Un Natale di solidarietà pacchi spesa alle famiglie

Vasto, la parrocchia dei Salesiani dona 6.500 chili di prodotti alimentari La città riparte, i commercianti: «Da oggi negozi aperti anche di domenica»
VASTO . Il numero di famiglie in grave difficoltà economica negli ultimi mesi è lievitato. In un periodo così triste e buio, pieno di incognite a causa del Covid, la solidarietà e il buon cuore di centinaia di cittadini hanno regalato il sorriso a tanti bambini meno fortunati e ai loro genitori. Ha registrato numeri record la raccolta alimentare e di prodotti per l’igiene organizzata dalla parrocchia dei Salesiani di Vasto. «I cuori di chi si è messo in gioco», hanno scritto i Salesiani, «hanno permesso di raccogliere 6.479 chilogrammi di generi alimentari. Un risultato che speravamo ma non ci aspettavamo».
Il frutto della raccolta è stato distribuito alla Caritas zonale all’Emporio della parrocchia di San Marco, San Giuseppe, all’associazione Aiuto alla vita e alla Comunità Giovanni XXIII di contrada San Lorenzo.

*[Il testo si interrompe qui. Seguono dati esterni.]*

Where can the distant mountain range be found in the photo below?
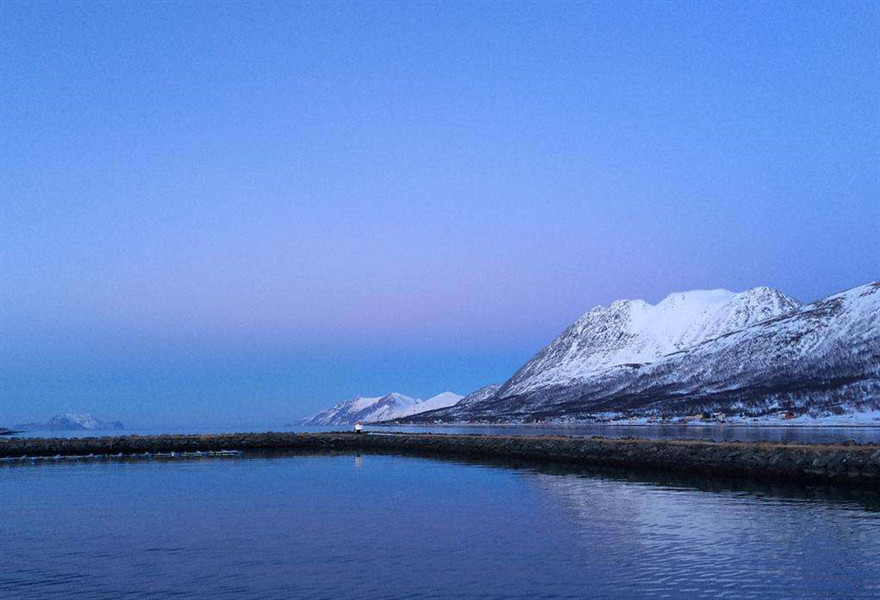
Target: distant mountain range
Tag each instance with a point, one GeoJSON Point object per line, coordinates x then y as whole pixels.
{"type": "Point", "coordinates": [380, 408]}
{"type": "Point", "coordinates": [70, 422]}
{"type": "Point", "coordinates": [751, 353]}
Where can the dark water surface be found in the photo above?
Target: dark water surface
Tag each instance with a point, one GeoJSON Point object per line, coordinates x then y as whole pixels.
{"type": "Point", "coordinates": [346, 526]}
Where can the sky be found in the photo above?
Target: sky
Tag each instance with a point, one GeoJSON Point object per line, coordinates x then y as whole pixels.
{"type": "Point", "coordinates": [243, 212]}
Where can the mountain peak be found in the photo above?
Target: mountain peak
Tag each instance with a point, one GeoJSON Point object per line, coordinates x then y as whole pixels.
{"type": "Point", "coordinates": [635, 332]}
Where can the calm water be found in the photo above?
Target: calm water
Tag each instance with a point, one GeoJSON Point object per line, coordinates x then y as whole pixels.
{"type": "Point", "coordinates": [744, 433]}
{"type": "Point", "coordinates": [347, 526]}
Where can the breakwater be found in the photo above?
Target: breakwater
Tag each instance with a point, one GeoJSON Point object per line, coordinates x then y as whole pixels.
{"type": "Point", "coordinates": [847, 464]}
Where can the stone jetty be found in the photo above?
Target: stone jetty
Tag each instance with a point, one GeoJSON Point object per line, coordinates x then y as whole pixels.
{"type": "Point", "coordinates": [842, 464]}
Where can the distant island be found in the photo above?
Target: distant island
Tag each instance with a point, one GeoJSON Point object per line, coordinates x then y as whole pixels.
{"type": "Point", "coordinates": [71, 422]}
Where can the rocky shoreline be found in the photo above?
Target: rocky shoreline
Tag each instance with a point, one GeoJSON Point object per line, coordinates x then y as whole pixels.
{"type": "Point", "coordinates": [840, 464]}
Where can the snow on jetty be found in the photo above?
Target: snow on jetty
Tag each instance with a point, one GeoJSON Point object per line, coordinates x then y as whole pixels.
{"type": "Point", "coordinates": [848, 463]}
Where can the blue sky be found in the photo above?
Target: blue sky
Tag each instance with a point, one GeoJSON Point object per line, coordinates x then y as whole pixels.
{"type": "Point", "coordinates": [242, 212]}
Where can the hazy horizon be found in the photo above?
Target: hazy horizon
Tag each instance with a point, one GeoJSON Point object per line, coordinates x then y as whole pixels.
{"type": "Point", "coordinates": [217, 213]}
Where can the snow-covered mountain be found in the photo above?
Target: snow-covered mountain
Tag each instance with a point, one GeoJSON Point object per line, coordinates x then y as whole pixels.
{"type": "Point", "coordinates": [442, 400]}
{"type": "Point", "coordinates": [747, 353]}
{"type": "Point", "coordinates": [479, 395]}
{"type": "Point", "coordinates": [71, 422]}
{"type": "Point", "coordinates": [450, 412]}
{"type": "Point", "coordinates": [381, 408]}
{"type": "Point", "coordinates": [635, 332]}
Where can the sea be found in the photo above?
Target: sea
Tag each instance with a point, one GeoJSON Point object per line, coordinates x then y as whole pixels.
{"type": "Point", "coordinates": [367, 526]}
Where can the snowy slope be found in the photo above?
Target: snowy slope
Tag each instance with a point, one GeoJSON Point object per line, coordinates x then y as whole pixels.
{"type": "Point", "coordinates": [365, 410]}
{"type": "Point", "coordinates": [382, 408]}
{"type": "Point", "coordinates": [819, 359]}
{"type": "Point", "coordinates": [479, 395]}
{"type": "Point", "coordinates": [442, 400]}
{"type": "Point", "coordinates": [635, 332]}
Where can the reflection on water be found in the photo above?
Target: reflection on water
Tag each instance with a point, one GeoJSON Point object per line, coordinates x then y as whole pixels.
{"type": "Point", "coordinates": [373, 526]}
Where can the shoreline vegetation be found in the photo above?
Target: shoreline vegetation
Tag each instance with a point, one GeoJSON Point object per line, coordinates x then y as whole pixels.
{"type": "Point", "coordinates": [848, 464]}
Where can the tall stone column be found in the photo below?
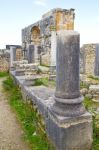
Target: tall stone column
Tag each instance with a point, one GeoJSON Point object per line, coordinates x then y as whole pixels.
{"type": "Point", "coordinates": [67, 95]}
{"type": "Point", "coordinates": [12, 55]}
{"type": "Point", "coordinates": [36, 54]}
{"type": "Point", "coordinates": [96, 68]}
{"type": "Point", "coordinates": [53, 51]}
{"type": "Point", "coordinates": [69, 125]}
{"type": "Point", "coordinates": [31, 54]}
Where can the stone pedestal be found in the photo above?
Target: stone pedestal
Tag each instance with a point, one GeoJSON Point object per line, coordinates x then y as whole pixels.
{"type": "Point", "coordinates": [69, 125]}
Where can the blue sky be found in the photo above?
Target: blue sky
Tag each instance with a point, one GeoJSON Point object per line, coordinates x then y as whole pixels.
{"type": "Point", "coordinates": [17, 14]}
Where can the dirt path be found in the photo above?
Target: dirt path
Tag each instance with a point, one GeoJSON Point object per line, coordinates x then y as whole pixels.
{"type": "Point", "coordinates": [10, 130]}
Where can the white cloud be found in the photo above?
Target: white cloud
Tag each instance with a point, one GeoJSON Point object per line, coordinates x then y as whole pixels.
{"type": "Point", "coordinates": [40, 2]}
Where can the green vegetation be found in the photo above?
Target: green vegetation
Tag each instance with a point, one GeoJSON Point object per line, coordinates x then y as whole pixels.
{"type": "Point", "coordinates": [84, 85]}
{"type": "Point", "coordinates": [3, 74]}
{"type": "Point", "coordinates": [93, 77]}
{"type": "Point", "coordinates": [29, 118]}
{"type": "Point", "coordinates": [44, 81]}
{"type": "Point", "coordinates": [89, 106]}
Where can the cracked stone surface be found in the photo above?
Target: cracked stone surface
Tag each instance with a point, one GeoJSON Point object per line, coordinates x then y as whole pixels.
{"type": "Point", "coordinates": [11, 134]}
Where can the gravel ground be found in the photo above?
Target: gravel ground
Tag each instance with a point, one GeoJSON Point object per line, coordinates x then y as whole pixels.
{"type": "Point", "coordinates": [10, 130]}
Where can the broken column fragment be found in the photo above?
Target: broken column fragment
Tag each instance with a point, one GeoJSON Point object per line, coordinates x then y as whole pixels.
{"type": "Point", "coordinates": [69, 125]}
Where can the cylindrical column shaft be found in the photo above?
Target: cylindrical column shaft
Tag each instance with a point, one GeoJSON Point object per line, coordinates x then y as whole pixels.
{"type": "Point", "coordinates": [68, 101]}
{"type": "Point", "coordinates": [12, 55]}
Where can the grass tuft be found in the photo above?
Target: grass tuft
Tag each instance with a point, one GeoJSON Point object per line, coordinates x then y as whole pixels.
{"type": "Point", "coordinates": [28, 118]}
{"type": "Point", "coordinates": [3, 74]}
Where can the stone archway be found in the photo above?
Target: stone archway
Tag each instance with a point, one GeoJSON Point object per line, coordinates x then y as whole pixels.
{"type": "Point", "coordinates": [35, 35]}
{"type": "Point", "coordinates": [35, 42]}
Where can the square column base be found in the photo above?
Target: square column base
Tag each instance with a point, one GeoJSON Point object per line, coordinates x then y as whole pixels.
{"type": "Point", "coordinates": [70, 133]}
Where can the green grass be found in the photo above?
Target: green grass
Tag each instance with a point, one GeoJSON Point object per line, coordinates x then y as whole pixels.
{"type": "Point", "coordinates": [89, 106]}
{"type": "Point", "coordinates": [28, 117]}
{"type": "Point", "coordinates": [3, 74]}
{"type": "Point", "coordinates": [93, 77]}
{"type": "Point", "coordinates": [84, 85]}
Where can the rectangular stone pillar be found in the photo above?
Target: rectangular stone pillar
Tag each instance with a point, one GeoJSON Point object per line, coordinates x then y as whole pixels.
{"type": "Point", "coordinates": [31, 54]}
{"type": "Point", "coordinates": [68, 124]}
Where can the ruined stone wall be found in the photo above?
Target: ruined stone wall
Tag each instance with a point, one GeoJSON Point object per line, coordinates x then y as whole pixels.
{"type": "Point", "coordinates": [40, 33]}
{"type": "Point", "coordinates": [4, 63]}
{"type": "Point", "coordinates": [88, 54]}
{"type": "Point", "coordinates": [19, 54]}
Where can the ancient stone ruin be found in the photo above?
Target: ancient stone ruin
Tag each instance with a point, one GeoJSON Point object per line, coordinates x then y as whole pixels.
{"type": "Point", "coordinates": [39, 39]}
{"type": "Point", "coordinates": [90, 59]}
{"type": "Point", "coordinates": [53, 43]}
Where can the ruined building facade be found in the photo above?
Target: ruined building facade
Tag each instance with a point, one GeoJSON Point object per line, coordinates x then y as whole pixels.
{"type": "Point", "coordinates": [39, 39]}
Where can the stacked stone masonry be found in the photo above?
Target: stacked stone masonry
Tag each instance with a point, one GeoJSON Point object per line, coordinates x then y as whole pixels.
{"type": "Point", "coordinates": [43, 33]}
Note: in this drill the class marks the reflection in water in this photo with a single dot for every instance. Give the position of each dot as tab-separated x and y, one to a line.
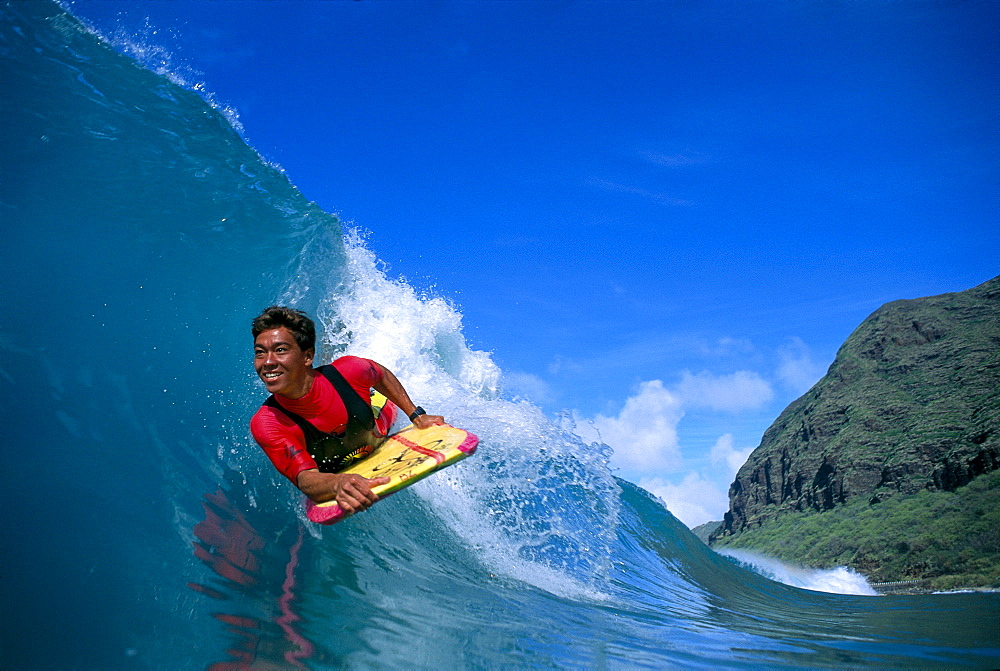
230	545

Parte dei prodotti è andata anche a Liscia, in altre parrocchie del Vastese e alla comunità di recupero di Ortona. Più di 100 le famiglie che hanno partecipato alla raccolta e allo smistamento dei prodotti. Duecento i ragazzi che hanno collaborato andando nei supermercati. «Uniti nella fede, nella speranza e nella carità. È questo il senso del Natale», hanno detto i volontari che hanno partecipato. E ieri anche l’associazione Arcobaleno diretta dall’avvocato Angela Pennetta ha raccolto prodotti alimentari da distribuire alle famiglie che in questo periodo non hanno neppure il necessario per vivere.
Ancora una volta sono stati tanti i vastesi che hanno risposto alla richiesta d’aiuto. Quanto raccolto sarà distribuito dai volontari dell’associazione. Intanto, a proposito di Covid e crisi, i consorzi di commercianti Vivere Vasto marina e Vasto in centro ieri hanno prodotto una nota in cui riassumono la difficile situazione del settore. «Siamo vittime di una situazione grottesca che proprio oggi, in un sabato così importante per il commercio, ci costringe ancora a masticare amaro. Da oggi comunque», dicono le associazioni, «i nostri negozi resteranno aperti anche la domenica per diluire l’afflusso degli acquisti natalizi».